Namenode specific configuration

Now that we have completed the generic configurations, we need to make some configurations on the namenode alone. 
At first, we need to create a directory for the namenode to store data and give the 'hadoopuser' permission to operate on the directory. Then we need to format the space with HDFS file system. 
sudo mkdir -p /usr/local/hadoop/hadoop_data/hdfs/namenode
sudo chown -R hadoopuser /usr/local/hadoop
hadoop namenode -format

Now we have to edit the hdfs-site.xml file to specify the data folder. So, use nano to edit the file
nano $HADOOP_CONF_DIR/hdfs-site.xml
and add the below configuration entries
<configuration>
  <property>
    <name>dfs.replication</name>
    <value>3</value>
  </property>
  <property>
    <name>dfs.namenode.name.dir</name>
    <value>file:///usr/local/hadoop/hadoop_data/hdfs/namenode</value>
  </property>
</configuration>

Now, the next step is to specify which node is name node and which are data nodes. So, we will create two files in the configuration directory and first edit the 'masters' file
touch $HADOOP_CONF_DIR/masters
touch $HADOOP_CONF_DIR/slaves
nano $HADOOP_CONF_DIR/masters
add the below entry to specify the name node
namenode
Now, edit the 'slaves' file and add all the datanodes
nano $HADOOP_CONF_DIR/slaves
Add below entries
datanode1
datanode2
datanode3

Datanode specific configuration (On all three data nodes)
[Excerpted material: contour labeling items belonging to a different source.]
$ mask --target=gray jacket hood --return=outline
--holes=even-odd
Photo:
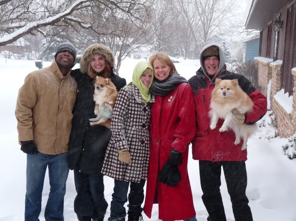
[[[218,47],[218,48],[219,48],[219,56],[220,57],[220,64],[219,65],[219,68],[218,68],[217,72],[212,77],[212,79],[214,79],[216,76],[218,74],[218,73],[220,73],[223,69],[223,68],[224,68],[224,67],[225,66],[225,55],[224,54],[223,49],[222,49],[221,46],[219,44],[215,43],[211,43],[206,45],[204,47],[203,47],[202,50],[201,50],[201,52],[200,53],[200,55],[199,56],[199,62],[200,63],[200,67],[201,68],[203,73],[207,77],[210,78],[209,76],[206,73],[205,68],[204,68],[204,66],[203,66],[204,61],[203,59],[202,58],[202,52],[203,52],[203,51],[206,49],[207,49],[208,47],[210,47],[211,46],[217,46],[217,47]]]

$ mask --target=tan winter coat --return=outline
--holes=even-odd
[[[33,140],[48,155],[68,151],[77,83],[63,76],[55,61],[30,73],[20,88],[15,115],[19,141]]]

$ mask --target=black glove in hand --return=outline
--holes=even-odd
[[[168,160],[159,172],[157,179],[169,186],[176,185],[181,180],[178,166],[171,164]]]
[[[179,165],[182,163],[182,154],[174,148],[170,153],[170,162],[172,165]]]
[[[21,141],[21,150],[25,154],[35,154],[38,153],[36,144],[33,140]]]

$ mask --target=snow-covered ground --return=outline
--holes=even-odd
[[[131,80],[131,74],[139,60],[127,59],[123,61],[119,73],[126,81]],[[43,63],[43,66],[51,63]],[[199,66],[198,60],[187,60],[175,64],[181,76],[188,79]],[[76,65],[75,67],[79,66]],[[19,88],[27,74],[37,69],[33,61],[10,60],[0,58],[0,171],[3,175],[0,181],[0,221],[24,220],[25,194],[26,155],[20,151],[18,143],[16,120],[14,116],[16,100]],[[288,139],[274,137],[276,129],[269,125],[272,118],[269,111],[260,123],[265,126],[247,143],[248,175],[247,195],[249,198],[254,221],[296,221],[296,159],[290,160],[283,154],[282,145]],[[191,158],[190,156],[190,158]],[[205,221],[207,212],[201,199],[198,164],[192,159],[188,170],[193,192],[194,204],[198,221]],[[222,177],[221,192],[227,221],[234,221],[231,204],[224,177]],[[105,195],[111,201],[113,179],[105,177]],[[47,175],[42,199],[42,211],[40,216],[44,221],[44,212],[49,185]],[[65,198],[64,216],[66,221],[76,220],[73,202],[75,196],[73,171],[67,181]],[[110,214],[110,207],[106,220]],[[158,209],[154,205],[150,220],[158,221]],[[149,219],[144,216],[145,221]]]

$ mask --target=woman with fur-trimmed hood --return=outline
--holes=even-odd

The last step is to define the filesystem for data storage on data nodes. So first we create a new directory for the same. 
sudo mkdir -p $HADOOP_HOME/hadoop_data/hdfs/datanode
sudo chown -R hadoopuser /usr/local/hadoop
Now we will edit the hdfs-site.xml
nano $HADOOP_CONF_DIR/hdfs-site.xml
and add the following entries
<configuration>
  <property>
    <name>dfs.replication</name>
    <value>3</value>
  </property>
  <property>
    <name>dfs.datanode.data.dir</name>
    <value>file:///usr/local/hadoop/hadoop_data/hdfs/datanode</value>
  </property>
</configuration>

Hurray!! We are now done with all the configuration

Starting Hadoop

Login to the namenode, and use the below commands to start the hadoop cluster
start-dfs.sh
start-yarn.sh
Once the scripts are done executing, Hadoop processes should start on the namenode and all the datanodes. You should be able to now connect to the HDFS web interface on the port 50070 of the name node.

Open a browser and connect to the port 50070 of the url of name node using http

http://namenode.xyz.com:50070/

and you should be seeing something as shown below

This means, your namenode is running.
To make sure the remaining processes are running, we can use jps command, you should see NameNode, TaskTracker and JobTracker processes running. Using jps command on datanode machines should show DataNode process running.

hadoopuser@namenode $jps
JPS
NameNode
TaskTracker
JobTracker

Congratulations! You have successfully setup a Hadoop cluster.